In early forecasted years 2023 and 2024, total year 2023 anticipated PSDAR expenditures (absent site restoration expenses) as compared to anticipated DTF Status Report expenditures, equate to $89,045,000 vs $78,900,000, respectively, or

$10,145,000 less in spending as anticipated in the March 2023 DTF Status Report; and total year 2024 anticipated PSDAR expenditures (absent site restoration expenses) as compared to anticipated DTF Status Report expenditures, equate to 2

$92,633,000 vs $107,400,000, respectively, or $14,767,000 more in spending as anticipated in the March 2023 DTF Status Report.

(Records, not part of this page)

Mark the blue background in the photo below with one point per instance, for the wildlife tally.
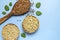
(49, 20)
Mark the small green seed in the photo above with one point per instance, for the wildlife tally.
(23, 35)
(6, 7)
(3, 12)
(38, 13)
(10, 4)
(38, 4)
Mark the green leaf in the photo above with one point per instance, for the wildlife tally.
(3, 12)
(10, 4)
(38, 4)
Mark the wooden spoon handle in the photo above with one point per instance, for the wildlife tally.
(5, 18)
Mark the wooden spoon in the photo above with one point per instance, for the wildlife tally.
(20, 7)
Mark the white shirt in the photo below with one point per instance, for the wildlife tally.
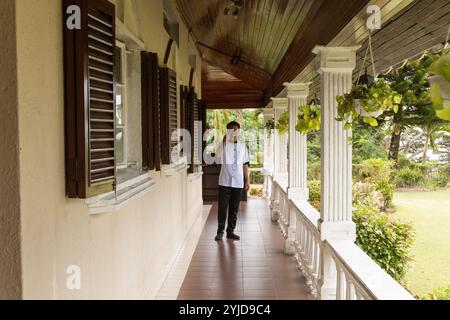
(233, 157)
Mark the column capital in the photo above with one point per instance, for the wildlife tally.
(267, 112)
(335, 59)
(297, 89)
(280, 103)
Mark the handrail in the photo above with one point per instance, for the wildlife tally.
(356, 269)
(357, 275)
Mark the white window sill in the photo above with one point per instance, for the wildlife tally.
(126, 192)
(194, 176)
(175, 168)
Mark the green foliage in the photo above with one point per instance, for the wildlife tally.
(308, 119)
(441, 69)
(366, 194)
(269, 126)
(256, 177)
(441, 293)
(372, 98)
(313, 150)
(314, 193)
(283, 123)
(367, 143)
(408, 177)
(379, 173)
(386, 240)
(430, 175)
(314, 171)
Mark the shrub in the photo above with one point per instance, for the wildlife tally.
(386, 240)
(407, 177)
(314, 193)
(366, 194)
(442, 293)
(379, 173)
(314, 171)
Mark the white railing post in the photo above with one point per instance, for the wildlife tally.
(297, 94)
(335, 66)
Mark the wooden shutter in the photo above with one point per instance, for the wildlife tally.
(168, 112)
(150, 112)
(89, 101)
(192, 119)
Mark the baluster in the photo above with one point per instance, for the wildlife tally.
(341, 284)
(350, 294)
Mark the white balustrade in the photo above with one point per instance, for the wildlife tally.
(358, 277)
(307, 243)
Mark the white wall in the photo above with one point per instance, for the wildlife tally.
(122, 254)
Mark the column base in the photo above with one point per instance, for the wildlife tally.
(327, 293)
(345, 230)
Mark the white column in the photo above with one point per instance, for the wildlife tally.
(297, 94)
(268, 153)
(281, 140)
(335, 66)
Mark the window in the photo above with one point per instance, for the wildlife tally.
(106, 116)
(89, 54)
(121, 104)
(169, 113)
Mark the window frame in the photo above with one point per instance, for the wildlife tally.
(123, 86)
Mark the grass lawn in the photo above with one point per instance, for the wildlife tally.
(429, 212)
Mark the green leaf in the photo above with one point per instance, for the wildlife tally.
(371, 121)
(436, 98)
(444, 113)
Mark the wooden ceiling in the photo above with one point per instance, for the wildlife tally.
(421, 25)
(223, 90)
(274, 38)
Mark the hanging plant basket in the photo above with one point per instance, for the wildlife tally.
(363, 113)
(308, 119)
(283, 123)
(269, 126)
(367, 102)
(369, 97)
(440, 86)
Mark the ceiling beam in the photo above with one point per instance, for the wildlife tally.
(324, 21)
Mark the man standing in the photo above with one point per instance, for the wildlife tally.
(233, 178)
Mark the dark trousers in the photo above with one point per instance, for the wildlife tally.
(229, 199)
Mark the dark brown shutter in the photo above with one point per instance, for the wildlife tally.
(192, 125)
(155, 104)
(89, 100)
(168, 112)
(150, 102)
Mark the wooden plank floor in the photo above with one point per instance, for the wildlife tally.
(252, 268)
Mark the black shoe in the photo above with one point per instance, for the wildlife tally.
(233, 236)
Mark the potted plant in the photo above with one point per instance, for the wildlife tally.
(283, 123)
(367, 100)
(440, 86)
(308, 119)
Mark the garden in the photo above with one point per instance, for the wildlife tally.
(401, 143)
(400, 125)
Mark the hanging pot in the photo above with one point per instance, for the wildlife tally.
(445, 88)
(364, 113)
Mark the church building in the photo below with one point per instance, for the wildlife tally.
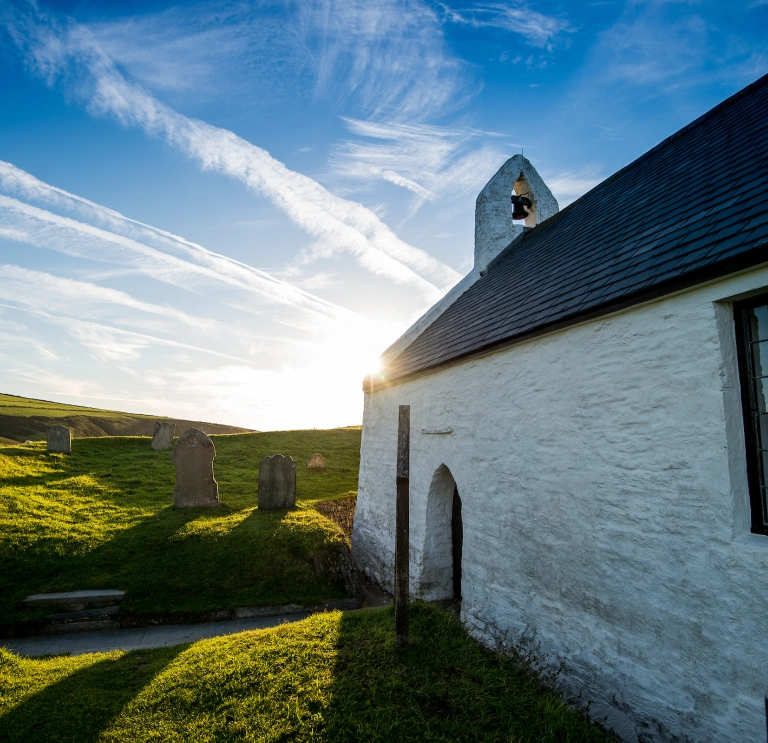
(589, 433)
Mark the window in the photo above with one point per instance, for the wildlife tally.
(752, 338)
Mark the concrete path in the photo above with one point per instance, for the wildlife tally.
(76, 643)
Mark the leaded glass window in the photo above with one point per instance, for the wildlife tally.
(752, 331)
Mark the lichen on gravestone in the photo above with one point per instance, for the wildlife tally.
(59, 439)
(163, 436)
(277, 482)
(193, 456)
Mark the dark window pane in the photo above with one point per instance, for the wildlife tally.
(757, 320)
(765, 504)
(761, 395)
(762, 431)
(760, 359)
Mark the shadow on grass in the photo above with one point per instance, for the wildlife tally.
(177, 573)
(80, 706)
(443, 687)
(85, 535)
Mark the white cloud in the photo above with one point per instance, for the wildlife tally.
(37, 289)
(388, 56)
(336, 224)
(537, 29)
(431, 161)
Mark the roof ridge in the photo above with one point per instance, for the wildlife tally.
(755, 85)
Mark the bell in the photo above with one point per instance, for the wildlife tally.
(518, 206)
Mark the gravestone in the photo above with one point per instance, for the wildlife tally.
(193, 456)
(59, 439)
(163, 436)
(316, 462)
(277, 482)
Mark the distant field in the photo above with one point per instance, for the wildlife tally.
(23, 418)
(103, 517)
(332, 678)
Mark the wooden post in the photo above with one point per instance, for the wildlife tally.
(402, 526)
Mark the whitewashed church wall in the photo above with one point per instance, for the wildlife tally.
(605, 511)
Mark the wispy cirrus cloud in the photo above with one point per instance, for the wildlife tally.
(39, 289)
(536, 28)
(429, 161)
(386, 57)
(97, 233)
(376, 57)
(55, 48)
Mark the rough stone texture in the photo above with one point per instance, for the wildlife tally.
(59, 439)
(316, 462)
(605, 508)
(75, 597)
(494, 226)
(277, 482)
(163, 436)
(193, 455)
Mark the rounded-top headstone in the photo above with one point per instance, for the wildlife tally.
(277, 482)
(316, 462)
(163, 436)
(193, 455)
(59, 439)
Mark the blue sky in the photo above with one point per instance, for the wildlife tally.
(226, 211)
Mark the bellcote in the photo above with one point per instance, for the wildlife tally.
(494, 226)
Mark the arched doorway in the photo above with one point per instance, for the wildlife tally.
(444, 539)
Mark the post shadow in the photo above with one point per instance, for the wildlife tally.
(82, 705)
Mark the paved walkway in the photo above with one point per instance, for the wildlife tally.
(102, 641)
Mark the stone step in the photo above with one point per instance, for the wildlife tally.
(86, 615)
(57, 628)
(76, 600)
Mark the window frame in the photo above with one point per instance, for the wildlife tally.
(749, 408)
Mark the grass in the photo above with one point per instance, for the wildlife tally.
(103, 517)
(333, 677)
(28, 406)
(25, 418)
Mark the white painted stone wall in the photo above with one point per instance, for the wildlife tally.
(605, 509)
(494, 226)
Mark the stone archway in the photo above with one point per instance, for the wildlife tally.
(444, 536)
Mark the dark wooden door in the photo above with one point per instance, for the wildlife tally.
(457, 540)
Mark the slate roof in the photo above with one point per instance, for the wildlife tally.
(693, 208)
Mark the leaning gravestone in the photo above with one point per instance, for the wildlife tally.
(193, 456)
(316, 462)
(60, 439)
(163, 436)
(277, 482)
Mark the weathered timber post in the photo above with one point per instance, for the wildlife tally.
(402, 526)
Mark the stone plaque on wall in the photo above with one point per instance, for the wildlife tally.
(193, 456)
(277, 482)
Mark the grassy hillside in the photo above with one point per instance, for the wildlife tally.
(332, 677)
(103, 517)
(23, 418)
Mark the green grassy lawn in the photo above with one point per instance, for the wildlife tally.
(103, 517)
(333, 677)
(28, 406)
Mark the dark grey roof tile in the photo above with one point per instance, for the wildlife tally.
(603, 250)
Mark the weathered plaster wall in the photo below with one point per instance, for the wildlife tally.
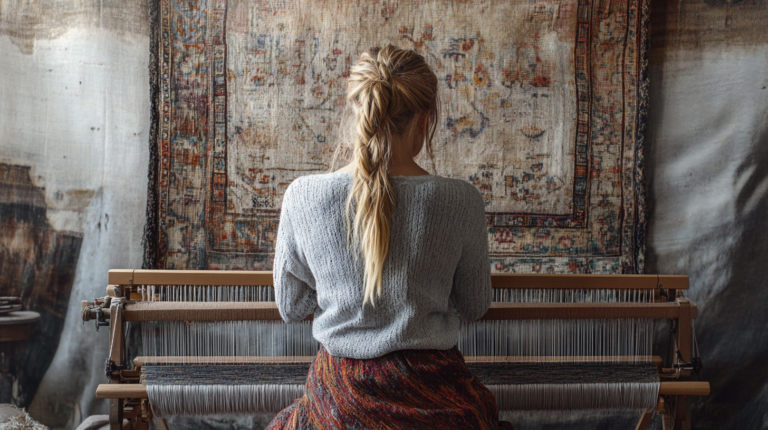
(74, 108)
(708, 169)
(707, 164)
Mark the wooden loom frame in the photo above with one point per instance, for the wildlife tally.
(128, 398)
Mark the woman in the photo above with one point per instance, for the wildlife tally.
(389, 259)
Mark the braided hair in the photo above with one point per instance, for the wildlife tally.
(387, 88)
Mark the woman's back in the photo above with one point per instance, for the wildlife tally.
(435, 273)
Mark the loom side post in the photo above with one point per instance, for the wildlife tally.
(683, 351)
(117, 343)
(645, 420)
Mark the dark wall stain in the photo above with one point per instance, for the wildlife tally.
(702, 24)
(27, 20)
(38, 264)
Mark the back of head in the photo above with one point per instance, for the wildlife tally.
(387, 88)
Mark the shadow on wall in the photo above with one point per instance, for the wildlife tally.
(38, 264)
(733, 326)
(708, 191)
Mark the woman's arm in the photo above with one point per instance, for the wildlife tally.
(471, 294)
(294, 284)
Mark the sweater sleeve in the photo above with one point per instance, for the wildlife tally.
(294, 283)
(471, 293)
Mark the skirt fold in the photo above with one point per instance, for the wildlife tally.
(410, 389)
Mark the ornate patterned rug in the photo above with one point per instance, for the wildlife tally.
(543, 102)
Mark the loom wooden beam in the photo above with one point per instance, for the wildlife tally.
(121, 391)
(645, 420)
(190, 277)
(139, 391)
(684, 388)
(267, 311)
(525, 311)
(498, 280)
(203, 311)
(588, 282)
(141, 361)
(117, 355)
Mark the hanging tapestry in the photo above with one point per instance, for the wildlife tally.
(543, 110)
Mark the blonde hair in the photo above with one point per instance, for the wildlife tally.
(386, 90)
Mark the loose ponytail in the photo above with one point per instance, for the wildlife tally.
(386, 89)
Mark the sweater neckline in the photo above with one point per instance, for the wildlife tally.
(399, 178)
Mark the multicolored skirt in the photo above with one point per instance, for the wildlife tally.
(409, 389)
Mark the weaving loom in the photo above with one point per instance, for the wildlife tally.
(213, 342)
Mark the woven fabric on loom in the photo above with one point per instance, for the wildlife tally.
(543, 110)
(200, 389)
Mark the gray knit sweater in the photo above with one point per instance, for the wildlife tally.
(437, 271)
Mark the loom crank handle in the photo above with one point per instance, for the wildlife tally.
(94, 310)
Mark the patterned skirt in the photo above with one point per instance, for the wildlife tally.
(409, 389)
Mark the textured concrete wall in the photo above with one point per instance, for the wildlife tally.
(74, 108)
(708, 192)
(707, 164)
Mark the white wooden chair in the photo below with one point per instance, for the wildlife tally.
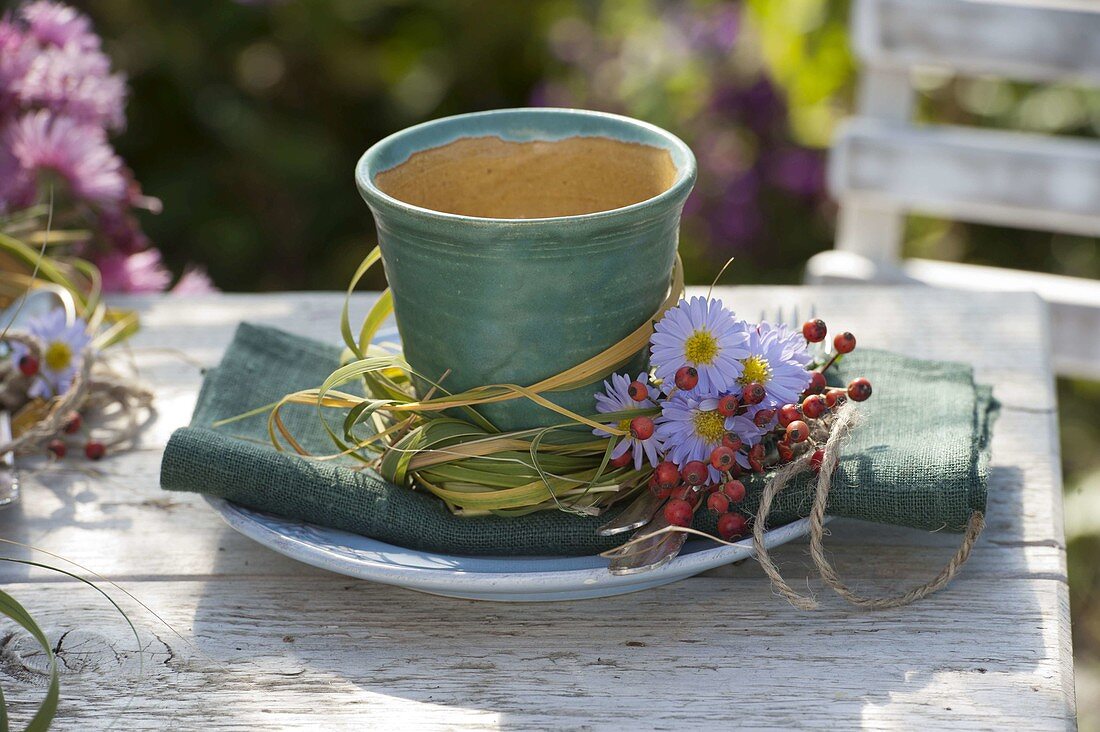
(883, 166)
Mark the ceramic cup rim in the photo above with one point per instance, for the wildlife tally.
(370, 163)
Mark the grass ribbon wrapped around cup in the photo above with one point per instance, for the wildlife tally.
(465, 460)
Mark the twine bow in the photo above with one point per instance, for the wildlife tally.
(844, 422)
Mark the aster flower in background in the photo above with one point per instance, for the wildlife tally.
(690, 428)
(704, 335)
(616, 397)
(64, 348)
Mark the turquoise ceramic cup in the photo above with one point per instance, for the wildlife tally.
(520, 242)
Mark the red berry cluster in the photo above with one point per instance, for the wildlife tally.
(57, 447)
(685, 487)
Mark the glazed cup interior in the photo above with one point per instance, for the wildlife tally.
(492, 177)
(521, 164)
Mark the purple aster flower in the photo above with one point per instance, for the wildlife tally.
(79, 153)
(794, 343)
(704, 335)
(617, 399)
(690, 427)
(134, 273)
(772, 362)
(64, 349)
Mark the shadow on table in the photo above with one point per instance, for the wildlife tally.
(77, 498)
(705, 649)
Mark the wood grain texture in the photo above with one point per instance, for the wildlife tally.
(273, 644)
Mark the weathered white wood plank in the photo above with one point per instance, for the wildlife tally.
(337, 654)
(1038, 41)
(283, 645)
(1010, 178)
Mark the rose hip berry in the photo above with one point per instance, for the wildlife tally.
(859, 390)
(678, 512)
(763, 417)
(660, 491)
(641, 428)
(638, 391)
(798, 432)
(814, 330)
(756, 457)
(813, 406)
(686, 378)
(844, 342)
(717, 502)
(29, 366)
(722, 458)
(74, 424)
(667, 474)
(727, 405)
(694, 472)
(754, 393)
(835, 397)
(734, 490)
(788, 414)
(732, 525)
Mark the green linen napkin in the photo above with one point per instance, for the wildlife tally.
(919, 458)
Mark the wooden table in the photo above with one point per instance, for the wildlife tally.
(264, 642)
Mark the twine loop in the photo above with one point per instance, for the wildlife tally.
(843, 424)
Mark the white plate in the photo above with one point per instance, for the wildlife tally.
(509, 579)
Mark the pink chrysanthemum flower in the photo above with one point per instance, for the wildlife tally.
(135, 273)
(78, 153)
(54, 23)
(74, 82)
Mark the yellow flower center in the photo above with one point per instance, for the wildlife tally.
(58, 356)
(757, 370)
(710, 425)
(701, 348)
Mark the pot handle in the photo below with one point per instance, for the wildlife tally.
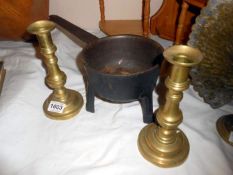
(81, 34)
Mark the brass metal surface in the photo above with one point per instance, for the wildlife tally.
(68, 100)
(225, 128)
(164, 144)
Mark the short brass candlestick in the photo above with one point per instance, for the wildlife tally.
(165, 145)
(62, 103)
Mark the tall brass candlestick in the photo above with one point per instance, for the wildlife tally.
(165, 145)
(62, 103)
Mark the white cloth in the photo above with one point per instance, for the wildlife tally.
(100, 143)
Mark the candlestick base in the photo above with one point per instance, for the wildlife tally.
(160, 154)
(71, 105)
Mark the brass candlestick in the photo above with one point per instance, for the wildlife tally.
(62, 103)
(165, 145)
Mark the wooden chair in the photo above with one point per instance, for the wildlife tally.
(117, 27)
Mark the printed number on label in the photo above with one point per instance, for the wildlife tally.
(55, 106)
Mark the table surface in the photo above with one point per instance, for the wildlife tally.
(104, 142)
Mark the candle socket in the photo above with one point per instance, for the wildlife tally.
(164, 144)
(62, 103)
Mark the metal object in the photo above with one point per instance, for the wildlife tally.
(165, 145)
(118, 69)
(62, 103)
(212, 35)
(225, 128)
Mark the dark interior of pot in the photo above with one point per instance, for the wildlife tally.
(123, 55)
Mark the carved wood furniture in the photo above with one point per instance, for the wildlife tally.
(185, 5)
(117, 27)
(15, 16)
(165, 21)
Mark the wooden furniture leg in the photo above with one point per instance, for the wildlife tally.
(102, 14)
(180, 28)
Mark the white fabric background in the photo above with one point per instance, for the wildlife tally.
(104, 142)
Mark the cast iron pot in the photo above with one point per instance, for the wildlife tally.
(118, 69)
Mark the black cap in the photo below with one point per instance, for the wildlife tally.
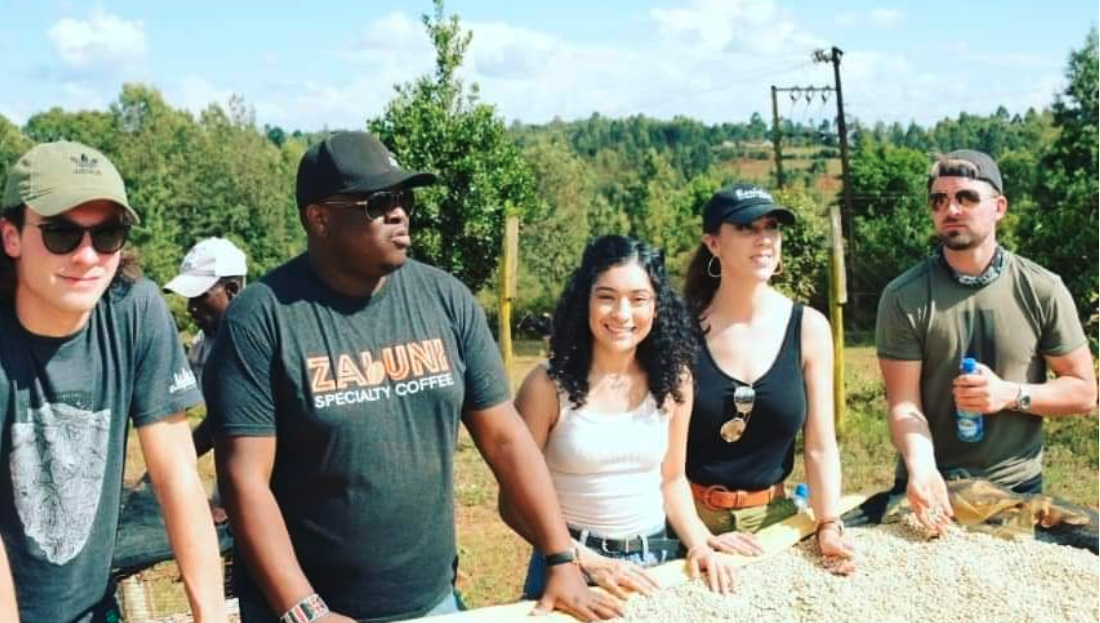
(349, 163)
(987, 170)
(741, 204)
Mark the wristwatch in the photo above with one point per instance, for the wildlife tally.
(1023, 399)
(562, 557)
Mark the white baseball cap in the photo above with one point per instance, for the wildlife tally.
(207, 262)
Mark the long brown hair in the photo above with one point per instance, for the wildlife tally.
(129, 265)
(699, 285)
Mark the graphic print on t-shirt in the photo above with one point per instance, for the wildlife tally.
(57, 465)
(395, 371)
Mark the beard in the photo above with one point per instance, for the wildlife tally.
(960, 240)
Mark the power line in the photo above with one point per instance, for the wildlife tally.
(726, 82)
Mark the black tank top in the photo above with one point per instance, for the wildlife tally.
(765, 454)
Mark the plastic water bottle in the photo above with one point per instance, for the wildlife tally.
(969, 425)
(801, 496)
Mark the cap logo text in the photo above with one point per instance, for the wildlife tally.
(744, 194)
(86, 165)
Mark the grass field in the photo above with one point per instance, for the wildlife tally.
(494, 559)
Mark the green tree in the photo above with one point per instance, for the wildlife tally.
(804, 274)
(551, 242)
(436, 124)
(891, 229)
(1060, 233)
(12, 145)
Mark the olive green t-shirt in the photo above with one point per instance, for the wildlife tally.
(1009, 325)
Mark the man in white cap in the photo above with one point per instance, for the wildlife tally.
(210, 276)
(88, 348)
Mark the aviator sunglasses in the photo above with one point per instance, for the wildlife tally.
(966, 199)
(63, 237)
(380, 204)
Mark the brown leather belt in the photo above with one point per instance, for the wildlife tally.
(717, 498)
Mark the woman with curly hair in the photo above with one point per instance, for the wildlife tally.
(765, 373)
(609, 411)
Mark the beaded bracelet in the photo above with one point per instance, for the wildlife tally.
(308, 610)
(834, 522)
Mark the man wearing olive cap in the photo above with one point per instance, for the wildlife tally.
(88, 347)
(974, 298)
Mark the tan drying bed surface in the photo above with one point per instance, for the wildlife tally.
(774, 539)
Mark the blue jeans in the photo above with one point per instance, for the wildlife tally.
(536, 581)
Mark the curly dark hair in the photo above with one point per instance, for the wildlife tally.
(666, 354)
(700, 287)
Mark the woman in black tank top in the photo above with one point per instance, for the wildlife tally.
(763, 373)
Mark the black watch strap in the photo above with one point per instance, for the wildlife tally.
(561, 558)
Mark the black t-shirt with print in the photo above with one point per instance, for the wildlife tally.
(64, 408)
(364, 396)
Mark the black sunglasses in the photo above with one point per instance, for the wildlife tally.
(380, 204)
(966, 199)
(64, 237)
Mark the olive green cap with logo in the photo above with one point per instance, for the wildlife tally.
(55, 177)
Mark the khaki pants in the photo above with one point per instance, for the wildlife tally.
(751, 520)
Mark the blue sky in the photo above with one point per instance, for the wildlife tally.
(334, 64)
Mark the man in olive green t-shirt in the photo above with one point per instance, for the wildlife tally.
(974, 298)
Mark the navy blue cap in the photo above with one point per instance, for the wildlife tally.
(741, 204)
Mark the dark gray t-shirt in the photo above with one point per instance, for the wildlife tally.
(364, 396)
(65, 404)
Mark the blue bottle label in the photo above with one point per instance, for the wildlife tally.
(969, 427)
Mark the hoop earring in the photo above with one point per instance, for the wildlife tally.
(710, 268)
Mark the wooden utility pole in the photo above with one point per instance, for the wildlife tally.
(777, 134)
(776, 139)
(508, 261)
(838, 286)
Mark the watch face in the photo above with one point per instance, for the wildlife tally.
(1023, 400)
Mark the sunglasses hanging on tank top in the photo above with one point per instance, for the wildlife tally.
(744, 397)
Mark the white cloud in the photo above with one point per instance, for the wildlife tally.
(886, 18)
(846, 20)
(196, 94)
(881, 19)
(711, 59)
(102, 41)
(754, 26)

In later forecasted years 2029 and 2030, as final license termination expenses are realized based on information in the PSDAR, total year 2029 anticipated PSDAR expenditures (absent site restoration expenses) as compared to anticipated DTF Status Report expenditures, equate to $41,206,000 vs $98,800,000, respectively, or

$57,594,000 more in spending as anticipated in the March 2023 DTF Status Report; and total year 2030 anticipated PSDAR expenditures (absent site restoration expenses) as compared to anticipated DTF Status Report expenditures, equate to

$13,125,000 vs $35,300,000, respectively, or $22,175,000 more in spending as anticipated in the March 2023 DTF Status Report.

These two sets of examples illustrate significant differences in expenditure and cash flow data as reported in the May 13, 2021, PSDAR, compared to the more recent March 30, 2023, DTF Status Report, and thus reflect the NRC staffs concern that the PSDAR data on which the NRC is to base its analysis on Kewaunee Solutions request for exemption from 10 CFR 50.82(a)(8)(i)(A), to allow use of funds from the KPS DTF for site restoration activities, is dated, and thus does not provide timely information necessary for its analysis.

RAI-1. Site Restoration Activities To perform an exemption analysis for use of excess DTF funds for site restoration activities, NRC staff requests Kewaunee Solutions provide a revised license termination, SFM, and site restoration plans, including forecasted cash flow expenditure data, that reflect Kewaunee Solutions current assumptions about the decommissioning method, decommissioning activities, and the schedule of such activities for KPS. Based on information provided in Kewaunee Solutions March 30, 2023, DTF Status Report, such revisions should result in modifications to year-by-year forecasted expenditure data as presented in the current PSDAR for KPS (see Table 1B-1 of the PSDAR), and will allow the NRC to perform its exemption request analysis using current forecasts of future license termination, SFM, and site restoration activities, and anticipated withdrawals from the KPS DTF.